Observability-Blocking Control using Sparser and Regional Feedback for Network Synchronization Processes

TL;DR

This paper develops a control design method to block observability in network synchronization models using sparse regional feedback, reducing control complexity while ensuring stability, with practical numerical demonstrations.

Contribution

It introduces a novel eigenstructure assignment-based algorithm for blocking observability at specified nodes using minimal controllers, and extends it to regional feedback controls considering network topology.

Findings

The algorithm effectively blocks observability at targeted nodes.

Regional feedback controls can preserve stability despite not maintaining open-loop eigenstructure.

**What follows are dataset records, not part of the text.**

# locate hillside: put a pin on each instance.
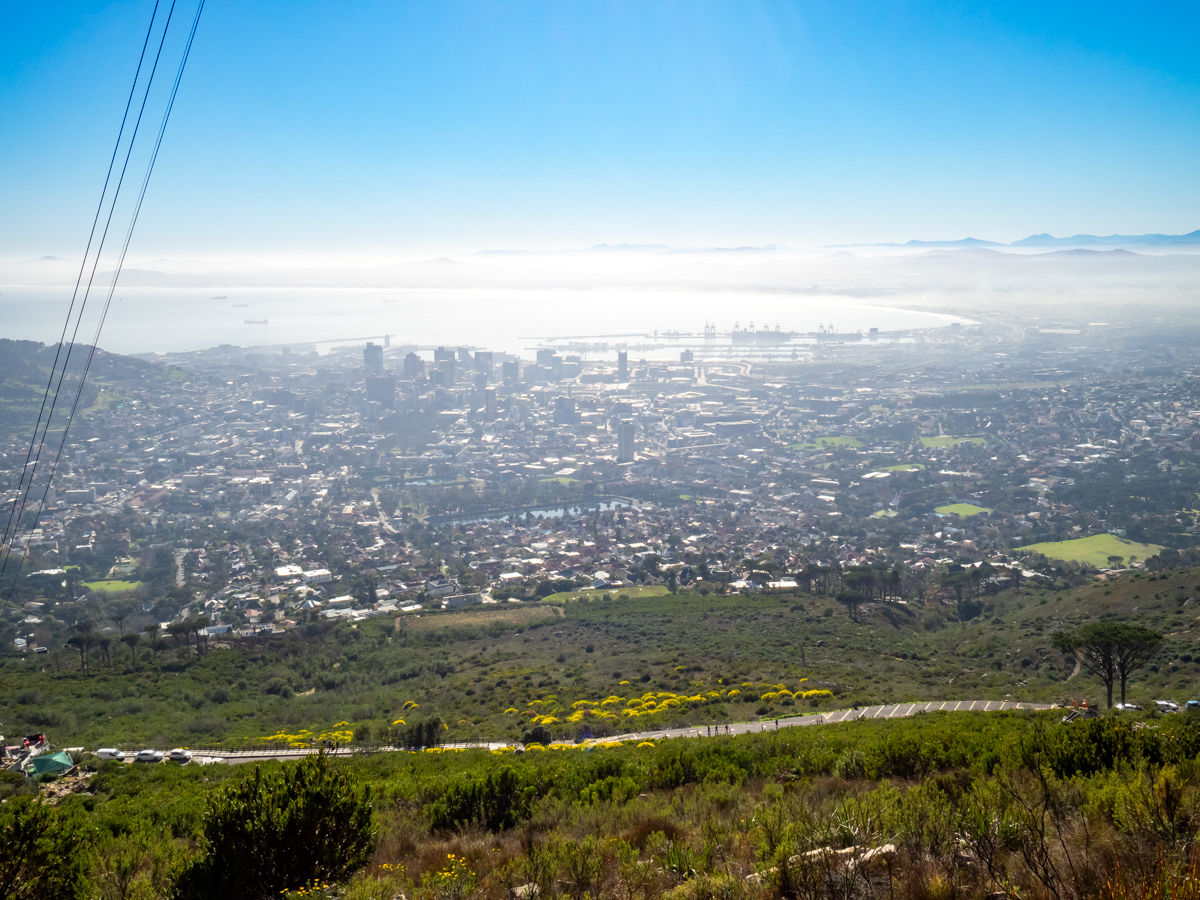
(484, 671)
(24, 371)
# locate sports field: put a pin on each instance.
(1095, 550)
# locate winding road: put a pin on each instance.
(887, 711)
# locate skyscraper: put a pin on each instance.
(414, 366)
(382, 390)
(624, 441)
(372, 358)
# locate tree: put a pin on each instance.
(78, 642)
(153, 631)
(851, 599)
(45, 852)
(1110, 651)
(132, 640)
(281, 831)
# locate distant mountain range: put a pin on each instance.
(1049, 240)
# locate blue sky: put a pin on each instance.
(397, 129)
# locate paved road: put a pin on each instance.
(891, 711)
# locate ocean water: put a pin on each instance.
(166, 319)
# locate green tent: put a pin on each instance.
(52, 762)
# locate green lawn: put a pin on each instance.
(827, 442)
(948, 441)
(963, 509)
(1095, 550)
(633, 593)
(112, 586)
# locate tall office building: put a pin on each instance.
(382, 390)
(565, 412)
(624, 441)
(414, 366)
(372, 358)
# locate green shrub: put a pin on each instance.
(281, 831)
(495, 799)
(43, 852)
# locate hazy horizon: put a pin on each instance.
(378, 131)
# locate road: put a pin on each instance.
(888, 711)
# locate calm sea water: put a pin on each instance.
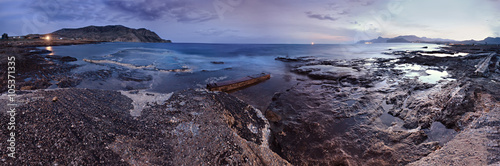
(196, 61)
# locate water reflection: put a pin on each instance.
(49, 48)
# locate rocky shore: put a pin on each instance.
(419, 108)
(95, 127)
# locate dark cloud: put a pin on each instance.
(123, 10)
(321, 16)
(68, 9)
(180, 10)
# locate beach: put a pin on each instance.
(417, 107)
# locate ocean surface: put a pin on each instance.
(178, 66)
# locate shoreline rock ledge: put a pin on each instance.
(95, 127)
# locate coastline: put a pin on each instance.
(357, 114)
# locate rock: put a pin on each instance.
(27, 88)
(110, 33)
(94, 127)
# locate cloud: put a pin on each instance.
(321, 16)
(215, 32)
(123, 10)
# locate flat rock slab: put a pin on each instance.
(94, 127)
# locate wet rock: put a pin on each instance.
(61, 58)
(322, 120)
(95, 127)
(66, 82)
(217, 62)
(135, 76)
(97, 75)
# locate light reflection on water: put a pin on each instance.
(235, 61)
(49, 48)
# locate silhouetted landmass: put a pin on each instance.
(416, 39)
(110, 33)
(408, 39)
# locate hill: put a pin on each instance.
(408, 39)
(110, 33)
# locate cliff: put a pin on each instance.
(110, 33)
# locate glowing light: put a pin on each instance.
(49, 48)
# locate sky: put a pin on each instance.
(262, 21)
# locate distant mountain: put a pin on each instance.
(491, 40)
(408, 39)
(110, 33)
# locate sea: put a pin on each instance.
(179, 66)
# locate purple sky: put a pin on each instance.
(262, 21)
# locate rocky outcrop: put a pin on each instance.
(110, 33)
(95, 127)
(385, 111)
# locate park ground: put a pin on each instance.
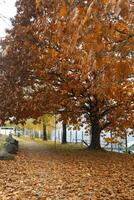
(43, 171)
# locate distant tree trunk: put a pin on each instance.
(95, 136)
(44, 131)
(64, 133)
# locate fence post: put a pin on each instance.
(76, 137)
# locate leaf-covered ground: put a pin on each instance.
(40, 173)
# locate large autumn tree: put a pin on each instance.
(81, 53)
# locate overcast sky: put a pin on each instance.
(7, 10)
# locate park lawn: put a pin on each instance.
(45, 172)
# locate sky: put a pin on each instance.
(7, 10)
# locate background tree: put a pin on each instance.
(81, 56)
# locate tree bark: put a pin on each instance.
(95, 137)
(44, 132)
(64, 133)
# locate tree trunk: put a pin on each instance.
(44, 132)
(64, 134)
(95, 137)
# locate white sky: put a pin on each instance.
(7, 10)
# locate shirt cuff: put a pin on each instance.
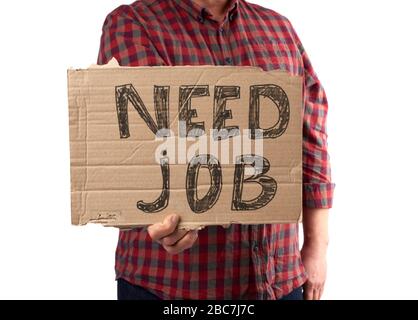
(318, 195)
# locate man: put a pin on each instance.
(237, 262)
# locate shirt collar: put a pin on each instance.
(199, 13)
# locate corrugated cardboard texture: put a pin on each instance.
(110, 174)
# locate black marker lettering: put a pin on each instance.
(215, 170)
(162, 202)
(127, 93)
(268, 184)
(280, 99)
(221, 114)
(186, 113)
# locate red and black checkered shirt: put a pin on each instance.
(241, 262)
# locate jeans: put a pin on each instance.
(127, 291)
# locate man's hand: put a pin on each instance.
(170, 237)
(314, 251)
(315, 261)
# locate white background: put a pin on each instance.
(363, 51)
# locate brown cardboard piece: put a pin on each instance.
(115, 175)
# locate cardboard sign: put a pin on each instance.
(216, 145)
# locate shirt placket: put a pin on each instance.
(223, 33)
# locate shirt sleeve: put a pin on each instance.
(318, 188)
(125, 39)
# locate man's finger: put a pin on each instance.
(186, 243)
(308, 292)
(162, 230)
(173, 238)
(316, 294)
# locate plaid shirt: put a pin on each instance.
(241, 262)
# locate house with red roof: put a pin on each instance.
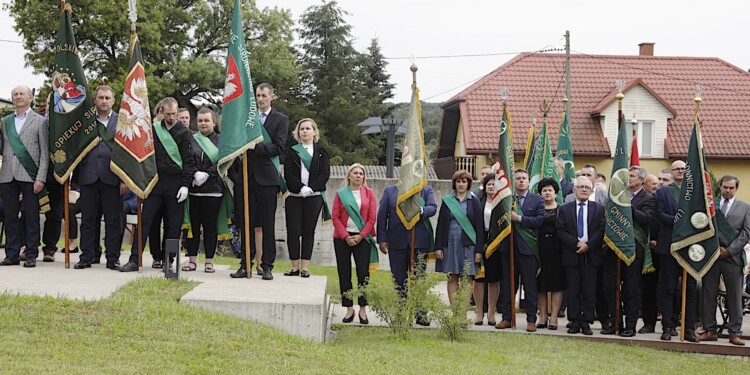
(659, 103)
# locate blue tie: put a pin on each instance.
(580, 219)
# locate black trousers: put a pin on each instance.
(262, 215)
(669, 272)
(11, 192)
(581, 291)
(649, 288)
(344, 253)
(301, 220)
(630, 296)
(525, 266)
(53, 217)
(96, 200)
(163, 197)
(203, 214)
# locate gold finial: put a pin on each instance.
(545, 107)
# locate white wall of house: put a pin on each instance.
(647, 110)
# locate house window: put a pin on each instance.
(645, 133)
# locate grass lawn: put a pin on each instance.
(143, 329)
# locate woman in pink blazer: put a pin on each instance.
(354, 214)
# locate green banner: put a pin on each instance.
(502, 199)
(240, 125)
(412, 175)
(619, 233)
(72, 114)
(564, 149)
(695, 242)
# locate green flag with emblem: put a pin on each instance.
(412, 175)
(618, 231)
(695, 241)
(72, 115)
(240, 125)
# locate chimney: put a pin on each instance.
(646, 49)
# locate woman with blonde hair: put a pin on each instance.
(354, 214)
(306, 170)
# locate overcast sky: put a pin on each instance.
(433, 29)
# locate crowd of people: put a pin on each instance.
(556, 249)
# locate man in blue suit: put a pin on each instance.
(669, 269)
(395, 240)
(101, 192)
(580, 229)
(526, 262)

Network topology can be exploited to minimize the number of controllers needed.

Abstract

The design of feedback control systems to block observability in a network synchronization model, i.e. to make the dynamics unobservable from measurements at a subset of the network's nodes, is studied. First, a general design algorithm is presented for blocking observability at any specified group of $m$ nodes, by applying state feedback controls at $m+2$ specified actuation nodes. The algorithm is based on a method for eigenstructure assignment, which allows surgical modification of particular eigenvectors to block observability while preserving the remaining open-loop eigenstructure. Next, the topological structure of the network is exploited to reduce the number of controllers required for blocking observability; the result is based on blocking observability on the nodes associated with a vertex-cutset separating the actuation and measurement locations. Also, the design is modified to encompass regional feedback controls, which only use data from a subset of accessible nodes. The regional feedback design does not maintain the open-loop eigenstructure, but can be guaranteed to preserve stability via a time-scale argument. The results are illustrated with numerical examples.